How to prove $\int_1^\infty 2x\sqrt{x^2-1}K_1(x)dx = K_1^2(1/2)$, where $K_1$ is the modified Bessel function of second kind? Mathematica can do this calculation but I don't understand how…
Integral of modified Bessel function of second kind
bessel functionsdefinite integralsintegration
Best Answer
I'll prove the following generalization, which proves the OP's eq. for $a=1:$
$$ (1) \quad I(a):=2\int_a^\infty x\sqrt{x^2-a^2} \ K_1(x) dx = a^2 \big(K_1(a/2)\big)^2 $$ Use the specialization of a well-known formula $$ \int_0^\infty \frac{dt}{t^2} \exp{(-t-x^2/(4t))} = \frac{4}{x} \ K_1(x) .$$ Put this into (1), justify change of $\int,$ and you'll get $$I(a)=\frac{1}{2}\int_0^\infty \frac{dt}{t^2}e^{-t} \int_a^\infty x^2\sqrt{x^2-a^2} \ \exp{(-x^2/(4t))} \ dx$$ The inner integral can be performed explicitly. Put the answer in and shift $t \to t/2.$
$$ I(a)=\frac{a^2}{2} \int_0^\infty \frac{dt}{t}\ \exp{\Big(-\frac{t}{2} - \frac{(a/2)^2}{t}\Big)} K_1\Big(\frac{(a/2)^2}{t}\Big) $$
Now from Gradshteyn and Rhyzik, 6.653.2
$$(2)\quad \frac{1}{2} \int_0^\infty \frac{dt}{t}\ \exp{\Big(-\frac{t}{2} - \frac{z^2+w^2}{2t}\Big)} K_s\Big(\frac{z \ w}{t}\Big)= K_s(w) \ K_s(w) $$
Set $z=w=a/2$ and $s=1$ in (2) to complete the proof.

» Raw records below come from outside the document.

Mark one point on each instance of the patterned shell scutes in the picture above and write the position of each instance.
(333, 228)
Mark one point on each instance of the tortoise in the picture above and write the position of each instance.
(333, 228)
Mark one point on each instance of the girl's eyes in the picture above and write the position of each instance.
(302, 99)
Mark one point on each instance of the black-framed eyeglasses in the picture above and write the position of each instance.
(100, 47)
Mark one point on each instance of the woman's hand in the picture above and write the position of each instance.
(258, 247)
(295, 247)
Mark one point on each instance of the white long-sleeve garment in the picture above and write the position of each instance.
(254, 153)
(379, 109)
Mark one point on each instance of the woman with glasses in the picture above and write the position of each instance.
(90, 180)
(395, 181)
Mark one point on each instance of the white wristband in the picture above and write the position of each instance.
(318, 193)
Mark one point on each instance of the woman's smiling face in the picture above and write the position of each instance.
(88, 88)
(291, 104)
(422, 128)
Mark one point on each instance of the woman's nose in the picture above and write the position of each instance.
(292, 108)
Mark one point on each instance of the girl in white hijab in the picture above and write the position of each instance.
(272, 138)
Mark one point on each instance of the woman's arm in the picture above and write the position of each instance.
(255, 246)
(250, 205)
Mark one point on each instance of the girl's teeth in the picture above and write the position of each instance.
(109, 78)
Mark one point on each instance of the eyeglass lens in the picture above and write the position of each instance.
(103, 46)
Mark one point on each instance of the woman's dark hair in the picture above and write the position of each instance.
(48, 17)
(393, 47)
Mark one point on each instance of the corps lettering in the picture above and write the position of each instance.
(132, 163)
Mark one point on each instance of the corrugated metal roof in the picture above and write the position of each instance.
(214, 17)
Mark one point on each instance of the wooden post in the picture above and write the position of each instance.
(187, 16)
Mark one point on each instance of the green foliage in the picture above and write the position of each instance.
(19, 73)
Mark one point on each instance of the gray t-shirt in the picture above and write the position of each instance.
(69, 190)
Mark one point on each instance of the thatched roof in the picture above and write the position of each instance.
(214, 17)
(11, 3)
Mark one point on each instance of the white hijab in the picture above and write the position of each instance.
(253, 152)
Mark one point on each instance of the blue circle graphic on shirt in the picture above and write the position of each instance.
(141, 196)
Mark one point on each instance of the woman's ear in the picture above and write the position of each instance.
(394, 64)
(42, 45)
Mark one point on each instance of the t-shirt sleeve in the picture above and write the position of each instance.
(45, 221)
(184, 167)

I don't believe that I've used any formulas that can't be found in Gradshteyn and Rhyzik. That reference book has citations, so in principal this proof doesn't need a Mathematica. My guess is that Mathematica did not do it this way, but saw it as a Meijer G-function, and then used a lookup table to get the final result.